Continuing in the vein of The Pinball Effect, his unconventional history of technological change, Burke offers 20 new historical "story lines" that attempt to demonstrate the interactive, often serendipitous connections among ideas, events, people and innovations. His style matches his subject as he skips from one topic to another, moving at the speed of hypertext. The chapter on feedback systems hops from neural networks--computers that simulate the human brain's workings--to studies of the physiology of animal emotion, Cyrus Field's pioneering transatlantic telephone cable in 1857 and thence to Napoleon, James Watt, Arts and Crafts movement leader William Morris and Theosophist Annie Besant.

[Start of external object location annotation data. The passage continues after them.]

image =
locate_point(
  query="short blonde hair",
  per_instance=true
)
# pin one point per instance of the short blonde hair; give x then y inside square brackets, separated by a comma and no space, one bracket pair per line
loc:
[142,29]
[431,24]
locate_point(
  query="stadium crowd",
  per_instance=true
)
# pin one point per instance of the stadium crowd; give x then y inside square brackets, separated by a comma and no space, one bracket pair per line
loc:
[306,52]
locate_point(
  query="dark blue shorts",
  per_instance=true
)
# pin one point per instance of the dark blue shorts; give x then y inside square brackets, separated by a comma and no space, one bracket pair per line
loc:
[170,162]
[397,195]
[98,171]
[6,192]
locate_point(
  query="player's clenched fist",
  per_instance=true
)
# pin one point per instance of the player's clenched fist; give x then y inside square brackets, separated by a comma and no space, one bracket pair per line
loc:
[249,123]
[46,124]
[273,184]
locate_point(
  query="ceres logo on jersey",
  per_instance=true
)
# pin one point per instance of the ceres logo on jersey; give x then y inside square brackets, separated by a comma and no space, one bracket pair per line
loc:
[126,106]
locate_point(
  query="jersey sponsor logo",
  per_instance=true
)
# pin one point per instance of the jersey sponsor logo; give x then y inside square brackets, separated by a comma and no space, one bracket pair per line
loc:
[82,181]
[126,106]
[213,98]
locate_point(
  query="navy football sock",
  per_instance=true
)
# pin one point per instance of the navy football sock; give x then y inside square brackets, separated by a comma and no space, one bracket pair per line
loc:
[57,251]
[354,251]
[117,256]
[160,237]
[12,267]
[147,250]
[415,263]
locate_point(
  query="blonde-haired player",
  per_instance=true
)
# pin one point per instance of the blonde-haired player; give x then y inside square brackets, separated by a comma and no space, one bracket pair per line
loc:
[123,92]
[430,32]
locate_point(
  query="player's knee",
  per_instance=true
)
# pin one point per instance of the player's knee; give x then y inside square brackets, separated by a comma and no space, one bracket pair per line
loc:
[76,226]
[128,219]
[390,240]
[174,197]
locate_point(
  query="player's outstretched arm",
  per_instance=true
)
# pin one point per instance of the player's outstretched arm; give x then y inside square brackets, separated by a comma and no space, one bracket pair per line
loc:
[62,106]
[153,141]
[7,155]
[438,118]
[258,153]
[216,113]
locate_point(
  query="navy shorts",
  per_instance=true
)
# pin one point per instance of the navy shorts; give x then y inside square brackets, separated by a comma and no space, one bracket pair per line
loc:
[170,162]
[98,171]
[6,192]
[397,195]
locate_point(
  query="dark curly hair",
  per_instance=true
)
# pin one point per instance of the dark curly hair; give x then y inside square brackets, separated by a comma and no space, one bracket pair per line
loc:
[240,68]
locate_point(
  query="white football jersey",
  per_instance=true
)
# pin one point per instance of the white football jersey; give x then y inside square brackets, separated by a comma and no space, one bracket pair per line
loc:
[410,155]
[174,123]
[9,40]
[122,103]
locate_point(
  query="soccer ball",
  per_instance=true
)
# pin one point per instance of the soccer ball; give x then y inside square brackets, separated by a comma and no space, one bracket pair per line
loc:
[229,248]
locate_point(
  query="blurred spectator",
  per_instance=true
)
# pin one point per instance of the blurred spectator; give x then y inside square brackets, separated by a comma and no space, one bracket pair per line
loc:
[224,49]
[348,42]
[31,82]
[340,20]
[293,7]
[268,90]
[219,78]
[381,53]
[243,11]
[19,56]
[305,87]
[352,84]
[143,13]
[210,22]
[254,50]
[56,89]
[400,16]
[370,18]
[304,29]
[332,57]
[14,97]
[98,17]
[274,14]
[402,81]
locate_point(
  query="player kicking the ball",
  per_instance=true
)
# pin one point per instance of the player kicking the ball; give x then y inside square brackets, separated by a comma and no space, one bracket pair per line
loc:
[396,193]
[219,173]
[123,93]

Burke always risks being charged with carrying on an intellectual parlor game that trivializes the history of science and invention, of stretching the maxim "everything is interconnected" to the point of meaninglessness. But because his material is intrinsically interesting and because Burke is a superb raconteur, his maverick guide to the byways of Western civilization is entertaining when consumed in small segments. This manic, associative tour of the cultural underpinnings of technological advancement fast, sexy and packed with information; but it's ultimately shapeless and provides little in the way of deeper understanding. (June) Copyright 1999 Cahners Business Information.

Library Journal

Flights of fancy from a sci-tech expert, e.g., what do Buffalo Bill Cody and the Spanish Inquisition have in common?

Kirkus Reviews

Back playing his theme music—"the process by which new ideas emerge is serendipitous and interactive"—is the hugely entertaining Burke (The Pinball Effect, 1996, etc.). He's off on another of his joyrides, following the often bizarre pathways that lead from one idea to another, following like a bloodhound the threads that link events and notions and personalities. And he doesn't just list the things passing strange before his purview, he stops to examine them and deliver a smart little explication. He's not just amused to learn that the Magnetico-Electrico Celestial Bed, wherein the administrations of shocks to the participants was said to "ensure immediate conception," can be found on the road to the cornflake, he wants readers to know why. And it's pure pleasure to read as he unravels the skein knotting the pugnacious father of cybernetics, Norbert Wiener, to the equally pugnacious antivivisectionists, and "a thirty-three-year-old married Englishwoman with a hidden past and the habit of wearing no underwear" to, 211 pages later, the Elgin marbles. Burke again makes use of "gateways" in his narrative, a system of numeric codes that link distant strands within the text into a literary subspace, allowing readers to skip about throughout the book, as if Burke's caperings aren't entertainment enough, though it does drive home why Burke is so pleased that the word "web" has gained such currency. There are vague rumblings at the beginning of this book about a new system of knowledge gathering, sowing democracy and enfranchising the uneducated in its wake, that Burke will introduce, in which semi-intelligent computer software helps weed through the information glut unleashed by theInternet. That would suggest undermining the very serendipity and interactivity that enthralls him so, and he wisely doesn't mention it again after the introduction. Burke is in a league alone when it comes to freewheeling intellectual curiosity and mapping nature's strange designs.